METHODS AND MATERIALS:
Patients with cT3-4, any N, any M rectal cancer were eligible. Patients were confirmed to be candidates for pelvic surgery, provided response was sufficient. Preoperative treatment was 5 fractions radiation therapy (25 Gy to involved mesorectum, 20 Gy to elective nodes), followed by 4 cycles of FOLFOX [5-fluorouracil, oxaliplatin, leucovorin]. Extirpative surgery was performed 4 to 9 weeks after preoperative chemotherapy. Postoperative chemotherapy was at the discretion of the medical oncologist. The principal objectives were to achieve T stage downstaging (ypT < cT) and preoperative grade 3+ gastrointestinal morbidity equal to or better than that of historical controls.
RESULTS:
76 evaluable cases included 7 cT4 and 69 cT3; 59 (78%) cN+, and 7 cM1. Grade 3 preoperative GI morbidity occurred in 7 cases (9%) (no grade 4 or 5). Sphincter-preserving surgery was performed on 57 (75%) patients. At surgery, 53 patients (70%) had ypT0-2 residual disease, including 21 (28%) ypT0 and 19 (25%) ypT0N0 (complete response); 24 (32%) were ypN+. At 30 months, local control for all evaluable cases and freedom from disease for M0 evaluable cases were, respectively, 95% (95% confidence interval [CI]: 89%-100%) and 87% (95% CI: 76%-98%). Cases were subanalyzed by whether disease met requirements for the recently activated PROSPECT trial for intermediate-risk rectal cancer. Thirty-eight patients met PROSPECT eligibility and achieved 16 ypT0 (42%), 15 ypT0N0 (39%), and 33 ypT0-2 (87%).
CONCLUSION:
This regimen achieved response and morbidity rates that compare favorably with those of conventionally fractionated radiation therapy and concurrent chemotherapy.
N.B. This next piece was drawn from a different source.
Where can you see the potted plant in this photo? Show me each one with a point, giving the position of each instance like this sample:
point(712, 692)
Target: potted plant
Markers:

Treatment delivery was via IMRT and after short-course RT, patients underwent x4 cycles of FOLFOX prior to surgery. They had a 25% pCR (both ypT0 and ypN0) which is pretty good. I'd like to see long-term follow-up of GI toxicity but this is a solid study. Also, post-operative chemotherapy was 'dealer's choice' so not sure how much (if any) additional cycles of FOLFOX patients received,.
 
For the record:
I've done 5 x 5 Gy. It is well tolerated. Who I give it to? The 81 year old lady presenting with a cT3 cN0 cM0 rectal cancer, 7 cm from the anal verge. MRI shows good distance to mesorectal fascia.
I don't see a reason in putting her through 6 weeks of radiochemo.
Give her 5 x 5 Gy and operate.
The med. onc. can decide after surgery if he wants to give her chemo or not.

Great discussion. How do your surgeons and rad oncs define the anatomic boundaries of the rectum? Seems to differ from study to study, practice to practice. There are many differing opinions even on consensus statements. Our staff uses a definition of lower rectum (0–5 cm), middle rectum (6–10 cm), and upper rectum (11–15 cm from the anal verge). This has never really made sense to me. Using this definition, doesn't the lower rectum then include the entire anal canal (since the anal verge is the distal most portion of the anal canal)? How do you anatomically differ rectal and anal cancers?